Cakupan batasan Ahli Kitab mengalami perkembangan pada masa Tabi’in. Abu al-Aliyah (w. 39 H) mengatakan bahwa kaum Shabi’un adalah kelompok Ahli Kitab yang membaca kitab suci Zabur. Imam Abu Hanifah (w. 150 H) dan ulama lain dari madzhab lain dari Madzhab Hanafi serta sebagian Madzhab Hanbali berpendapat, siapapun yang mempercayai salah seorang Nabi, atau kitab yang pernah diturunkan Allah, maka ia termasuk Ahli Kitab. Terminologi Ahli Kitab, menurut mereka, tidak terbatas pada kelompok-kelompok penganut agama Yahudi dan Nasrani saja.
Menurut Imam Syafi’i (w. 204 H), istilah Ahli Kitab hanya menunjuk pada orang-orang Yahudi dan Nasrani dan keturunan Bani Isra’il. Alasannya, Nabi Musa dan Nabi Isa hanya diutus kepada Bani Israil dan bukan kepada bangsa-bangsa lain. Karenanya, dalam pandangan ini, bangsa-bangsa lain yang menganut agama Yahudi dan Nasrani, begitu pula orang-orang Kristen Indonesia, tidak termasuk Ahli Kitab.
Selain itu al-Qur’an (al-Maidah : 5) memaknai redaksi min qablikum (sebelum kamu). Dengan demikian, mereka yang menganut agama Yahudi dan Nasrani selain dari keturunan Bani Israil tidak dikatakan Ahli Kitab. Sedangkan al-Thabari (w. 310 H) memahami term Ahli Kitab secara ideologis. Menurutnya, mereka adalah para pemeluk agama Yahudi dan Nasrani dari keturunan siapapun mereka.
Dengan demikian, cakupan Ahli Kitab hanya terbatas pada komunitas Yahudi dan Nasrani saja. Sekiranya Majusi termasuk Ahli Kitab, Rasulullah Saw tidak akan memerintahkan para sahabat untuk memperlakukan mereka seperti halnya Ahli Kitab.

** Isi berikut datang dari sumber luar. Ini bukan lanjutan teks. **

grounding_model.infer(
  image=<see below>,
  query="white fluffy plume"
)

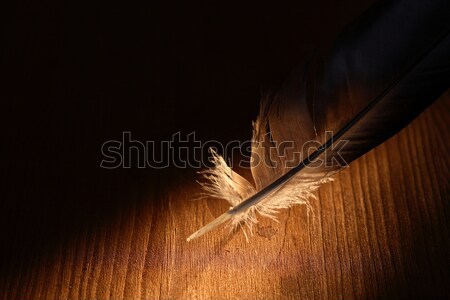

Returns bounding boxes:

Begitu pula surat-surat dakwah yang beliau kirimkan kepada sejumlah penguasa diluar Semenanjung Arabia, memberikan petunjuk bahwa Ahli Kitab hanya sebatas kaum Yahudi dan Nasrani.
Surat-surat tersebut juga mengindikasikan bahwa Islam adalah agama dakwah. Seandainya status mereka itu sama dengan umat Islam di mana mereka kelak di akhirat bersama-sama orang Islam, masuk di surga, niscaya Rasulullah Saw tidak mengirimkan surat-surat dakwah itu kepada mereka.[4]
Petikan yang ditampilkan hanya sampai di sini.